# NYC master electrician sample test?



## chknkatsu (Aug 3, 2008)

Hoping someone here who has their NYC masters could help. I would like to get my license eventually (sooner the better). I plan on eventually taking the prep course but was hoping i could get a jump start on it by knowing what may be on the test. is it mostly code based? calculations? both? specifics? 

I've only been doing this for 9 years and i feel like i dont even come close to knowing what i need to know to figure out a job from start to finish while making sure every little thing is up to code


----------



## GeneC (Aug 28, 2017)

chknkatsu said:


> Hoping someone here who has their NYC masters could help. I would like to get my license eventually (sooner the better). I plan on eventually taking the prep course but was hoping i could get a jump start on it by knowing what may be on the test. is it mostly code based? calculations? both? specifics?
> 
> I've only been doing this for 9 years and i feel like i dont even come close to knowing what i need to know to figure out a job from start to finish while making sure every little thing is up to code


Dude, you have a ways to go for a masters NYC classification. From your post even you admit you are not ready. It took nearly 20 years to obtain that status. I worked for years there, It's not that simple, also was 30 years ago, gotta be worse now. The testing for a master covers everything and 9 years experience is not gonna get you there. Keep your job and keep learning and studying. The last thing the world needs is another book smart electrician with no hands on. I'm sorry but unless you can calculate load factors and feeder size requirements you don't stand a chance. To answer you question I will not provide specifics but it is all of the above. Don't try to jump to the head of the class, work hard and learn everything you can. If you do get the license and can't perform you become the fool. Patience my man.


----------



## matt1124 (Aug 23, 2011)

Ouch, crush the guys dreams why don't ya


----------



## GeneC (Aug 28, 2017)

matt1124 said:


> Ouch, crush the guys dreams why don't ya


Not trying to burst his bubble, but the tone of the post says he is not ready, I see no reason to provide that information and provide an easy way out. It takes a lot of study and experience to reach that level and he admitted he wasn't ready. Sorry, but I am a hard ass when it comes down to it. Totally old school. You want it earn it, I will teach anyone willing to learn, but no free rides. I am strictly commercial/industrial, leave residential for youngsters. He still has a lot to learn and I would hate for lack of experience come back and bite him.


----------



## Spark Master (Jul 3, 2012)

He is brain washed by the union. They don't want guys getting licensed. Once guys are licensed, they earn more money; they may flea and open up shop.
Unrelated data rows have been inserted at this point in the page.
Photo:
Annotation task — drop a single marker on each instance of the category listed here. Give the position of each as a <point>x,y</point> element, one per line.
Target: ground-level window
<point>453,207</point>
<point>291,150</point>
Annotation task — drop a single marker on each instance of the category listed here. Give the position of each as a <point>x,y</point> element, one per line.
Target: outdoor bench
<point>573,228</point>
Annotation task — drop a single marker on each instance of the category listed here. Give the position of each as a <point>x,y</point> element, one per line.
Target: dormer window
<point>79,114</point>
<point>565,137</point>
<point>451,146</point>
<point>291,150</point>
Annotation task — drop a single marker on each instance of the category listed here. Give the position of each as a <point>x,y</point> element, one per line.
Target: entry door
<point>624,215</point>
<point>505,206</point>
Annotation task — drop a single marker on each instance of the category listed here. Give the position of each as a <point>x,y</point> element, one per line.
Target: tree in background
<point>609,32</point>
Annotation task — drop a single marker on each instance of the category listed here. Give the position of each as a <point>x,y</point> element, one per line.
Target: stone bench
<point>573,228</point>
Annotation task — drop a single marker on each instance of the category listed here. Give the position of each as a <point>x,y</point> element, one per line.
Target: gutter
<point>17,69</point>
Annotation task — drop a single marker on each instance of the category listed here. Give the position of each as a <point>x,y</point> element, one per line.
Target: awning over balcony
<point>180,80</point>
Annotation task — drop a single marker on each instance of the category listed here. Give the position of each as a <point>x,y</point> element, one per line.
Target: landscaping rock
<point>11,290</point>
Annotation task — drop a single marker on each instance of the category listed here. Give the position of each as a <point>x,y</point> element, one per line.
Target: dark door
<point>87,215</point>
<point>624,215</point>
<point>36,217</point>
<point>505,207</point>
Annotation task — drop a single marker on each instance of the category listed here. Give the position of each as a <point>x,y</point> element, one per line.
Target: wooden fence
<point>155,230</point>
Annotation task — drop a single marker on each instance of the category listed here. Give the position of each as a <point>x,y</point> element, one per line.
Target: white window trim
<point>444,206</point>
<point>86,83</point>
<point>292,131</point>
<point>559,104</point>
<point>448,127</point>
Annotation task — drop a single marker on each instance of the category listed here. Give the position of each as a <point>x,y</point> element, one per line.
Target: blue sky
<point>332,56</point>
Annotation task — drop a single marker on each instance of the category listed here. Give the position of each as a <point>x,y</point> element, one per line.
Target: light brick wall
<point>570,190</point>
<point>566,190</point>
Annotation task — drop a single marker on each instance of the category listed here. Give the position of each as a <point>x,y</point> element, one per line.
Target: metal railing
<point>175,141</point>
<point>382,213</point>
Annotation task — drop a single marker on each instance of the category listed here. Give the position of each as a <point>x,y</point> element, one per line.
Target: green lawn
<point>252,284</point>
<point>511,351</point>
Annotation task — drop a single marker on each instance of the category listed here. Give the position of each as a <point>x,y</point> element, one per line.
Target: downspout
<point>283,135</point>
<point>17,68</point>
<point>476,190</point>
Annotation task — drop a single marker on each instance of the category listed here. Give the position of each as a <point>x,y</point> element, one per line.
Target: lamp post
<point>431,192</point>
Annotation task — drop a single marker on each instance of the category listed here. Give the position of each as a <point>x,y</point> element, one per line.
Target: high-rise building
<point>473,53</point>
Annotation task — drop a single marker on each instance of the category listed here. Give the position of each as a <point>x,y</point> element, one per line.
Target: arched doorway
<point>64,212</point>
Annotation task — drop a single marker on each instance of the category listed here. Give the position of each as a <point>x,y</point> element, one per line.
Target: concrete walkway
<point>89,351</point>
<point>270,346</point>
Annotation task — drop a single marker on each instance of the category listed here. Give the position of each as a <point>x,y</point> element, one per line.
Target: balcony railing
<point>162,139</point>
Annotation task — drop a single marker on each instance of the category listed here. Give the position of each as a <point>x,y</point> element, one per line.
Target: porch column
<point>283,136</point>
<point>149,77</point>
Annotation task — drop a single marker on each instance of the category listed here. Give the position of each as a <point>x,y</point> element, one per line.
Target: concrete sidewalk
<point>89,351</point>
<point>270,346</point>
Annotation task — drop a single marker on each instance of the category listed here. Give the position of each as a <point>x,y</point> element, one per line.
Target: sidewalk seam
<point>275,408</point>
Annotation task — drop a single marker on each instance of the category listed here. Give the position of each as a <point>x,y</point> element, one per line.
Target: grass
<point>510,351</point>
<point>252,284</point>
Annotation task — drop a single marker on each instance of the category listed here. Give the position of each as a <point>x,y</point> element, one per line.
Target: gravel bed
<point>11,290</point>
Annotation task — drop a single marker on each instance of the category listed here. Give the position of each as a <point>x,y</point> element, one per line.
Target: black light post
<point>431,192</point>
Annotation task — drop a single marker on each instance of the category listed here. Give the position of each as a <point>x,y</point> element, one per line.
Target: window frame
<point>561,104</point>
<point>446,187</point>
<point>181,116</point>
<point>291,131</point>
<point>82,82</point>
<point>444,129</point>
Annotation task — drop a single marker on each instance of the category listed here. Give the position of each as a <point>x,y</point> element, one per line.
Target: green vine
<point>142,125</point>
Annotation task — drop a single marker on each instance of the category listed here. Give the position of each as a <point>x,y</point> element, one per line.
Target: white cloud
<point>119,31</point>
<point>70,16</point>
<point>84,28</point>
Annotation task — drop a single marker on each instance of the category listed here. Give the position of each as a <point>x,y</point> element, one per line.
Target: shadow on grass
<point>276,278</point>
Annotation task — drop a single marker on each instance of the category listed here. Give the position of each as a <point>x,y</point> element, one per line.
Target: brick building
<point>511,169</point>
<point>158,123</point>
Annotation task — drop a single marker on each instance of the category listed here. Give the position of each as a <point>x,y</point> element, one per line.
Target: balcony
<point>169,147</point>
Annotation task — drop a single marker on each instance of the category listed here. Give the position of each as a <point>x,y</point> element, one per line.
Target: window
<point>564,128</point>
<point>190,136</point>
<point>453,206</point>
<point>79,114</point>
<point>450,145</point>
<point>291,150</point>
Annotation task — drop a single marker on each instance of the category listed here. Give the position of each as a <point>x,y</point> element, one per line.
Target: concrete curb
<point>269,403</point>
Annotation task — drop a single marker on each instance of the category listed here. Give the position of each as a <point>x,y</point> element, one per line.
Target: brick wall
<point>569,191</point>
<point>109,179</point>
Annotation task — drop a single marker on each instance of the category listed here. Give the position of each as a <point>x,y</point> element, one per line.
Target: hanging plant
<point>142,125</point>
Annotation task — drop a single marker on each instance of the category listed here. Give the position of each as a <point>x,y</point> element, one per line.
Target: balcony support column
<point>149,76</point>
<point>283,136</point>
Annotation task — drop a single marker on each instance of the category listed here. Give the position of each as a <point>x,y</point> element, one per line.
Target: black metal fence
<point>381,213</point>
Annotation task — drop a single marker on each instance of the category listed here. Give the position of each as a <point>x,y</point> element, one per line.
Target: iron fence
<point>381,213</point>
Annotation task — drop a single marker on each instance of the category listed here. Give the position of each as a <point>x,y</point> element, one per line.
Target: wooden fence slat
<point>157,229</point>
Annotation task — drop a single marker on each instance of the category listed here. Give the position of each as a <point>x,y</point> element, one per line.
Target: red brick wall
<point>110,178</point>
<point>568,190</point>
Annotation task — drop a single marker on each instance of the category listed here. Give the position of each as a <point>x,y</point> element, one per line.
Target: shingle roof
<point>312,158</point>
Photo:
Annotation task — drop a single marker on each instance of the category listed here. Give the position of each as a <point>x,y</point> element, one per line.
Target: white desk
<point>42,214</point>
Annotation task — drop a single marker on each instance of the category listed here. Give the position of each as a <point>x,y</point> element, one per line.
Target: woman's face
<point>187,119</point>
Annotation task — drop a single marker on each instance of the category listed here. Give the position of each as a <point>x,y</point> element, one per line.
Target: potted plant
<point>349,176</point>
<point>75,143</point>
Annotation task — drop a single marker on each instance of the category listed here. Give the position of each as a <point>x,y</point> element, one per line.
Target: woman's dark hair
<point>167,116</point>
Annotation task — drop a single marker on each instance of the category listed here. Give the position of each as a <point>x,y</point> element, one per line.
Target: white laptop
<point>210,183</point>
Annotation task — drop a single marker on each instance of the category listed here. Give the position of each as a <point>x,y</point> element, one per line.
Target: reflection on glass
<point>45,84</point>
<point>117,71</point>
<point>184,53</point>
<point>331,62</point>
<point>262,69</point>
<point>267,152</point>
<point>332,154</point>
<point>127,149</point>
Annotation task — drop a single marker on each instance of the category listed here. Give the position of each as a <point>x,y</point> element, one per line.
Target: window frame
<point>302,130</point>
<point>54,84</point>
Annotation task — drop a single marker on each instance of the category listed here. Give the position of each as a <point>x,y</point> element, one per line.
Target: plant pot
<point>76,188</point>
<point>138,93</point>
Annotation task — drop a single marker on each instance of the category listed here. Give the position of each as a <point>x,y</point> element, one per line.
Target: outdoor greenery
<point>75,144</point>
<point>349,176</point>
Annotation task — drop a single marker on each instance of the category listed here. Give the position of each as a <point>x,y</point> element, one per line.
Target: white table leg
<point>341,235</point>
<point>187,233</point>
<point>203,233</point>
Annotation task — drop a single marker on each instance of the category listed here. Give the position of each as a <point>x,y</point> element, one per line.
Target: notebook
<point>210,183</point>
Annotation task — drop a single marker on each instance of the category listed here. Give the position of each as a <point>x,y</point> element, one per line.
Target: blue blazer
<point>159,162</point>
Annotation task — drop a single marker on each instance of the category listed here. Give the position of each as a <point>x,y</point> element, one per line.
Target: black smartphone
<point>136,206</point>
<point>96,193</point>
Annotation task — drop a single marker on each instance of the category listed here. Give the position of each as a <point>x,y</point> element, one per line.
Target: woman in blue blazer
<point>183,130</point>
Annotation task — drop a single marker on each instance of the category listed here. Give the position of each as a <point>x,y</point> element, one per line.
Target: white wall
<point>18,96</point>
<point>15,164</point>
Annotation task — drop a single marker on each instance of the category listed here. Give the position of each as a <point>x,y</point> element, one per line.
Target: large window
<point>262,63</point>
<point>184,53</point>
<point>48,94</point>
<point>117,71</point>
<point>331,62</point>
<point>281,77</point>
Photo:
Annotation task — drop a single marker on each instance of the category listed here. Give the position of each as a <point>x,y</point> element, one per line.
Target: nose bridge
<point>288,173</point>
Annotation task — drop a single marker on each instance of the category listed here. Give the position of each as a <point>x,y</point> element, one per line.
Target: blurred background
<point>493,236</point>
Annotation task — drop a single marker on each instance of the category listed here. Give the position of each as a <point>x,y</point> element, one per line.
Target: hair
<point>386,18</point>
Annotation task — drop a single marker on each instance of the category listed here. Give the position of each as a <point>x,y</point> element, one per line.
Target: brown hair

No license, union has complete control.


----------



## LasVegasJDub86 (Sep 13, 2017)

chknkatsu said:


> Hoping someone here who has their NYC masters could help. I would like to get my license eventually (sooner the better). I plan on eventually taking the prep course but was hoping i could get a jump start on it by knowing what may be on the test. is it mostly code based? calculations? both? specifics?
> 
> I've only been doing this for 9 years and i feel like i dont even come close to knowing what i need to know to figure out a job from start to finish while making sure every little thing is up to code



Well at least your not lacking in the motivation department lol. I can relate to you but I also take seasoned guys advice serious because I have worked around a lot of guys with 30+ years and nothing compares to an electrician with that amount of time and experience. I feel when we are ready we will know .


----------



## greenpro (Feb 21, 2021)

GeneC said:


> Not trying to burst his bubble, but the tone of the post says he is not ready, I see no reason to provide that information and provide an easy way out. It takes a lot of study and experience to reach that level and he admitted he wasn't ready. Sorry, but I am a hard ass when it comes down to it. Totally old school. You want it earn it, I will teach anyone willing to learn, but no free rides. I am strictly commercial/industrial, leave residential for youngsters. He still has a lot to learn and I would hate for lack of experience come back and bite him.


What a AHole


----------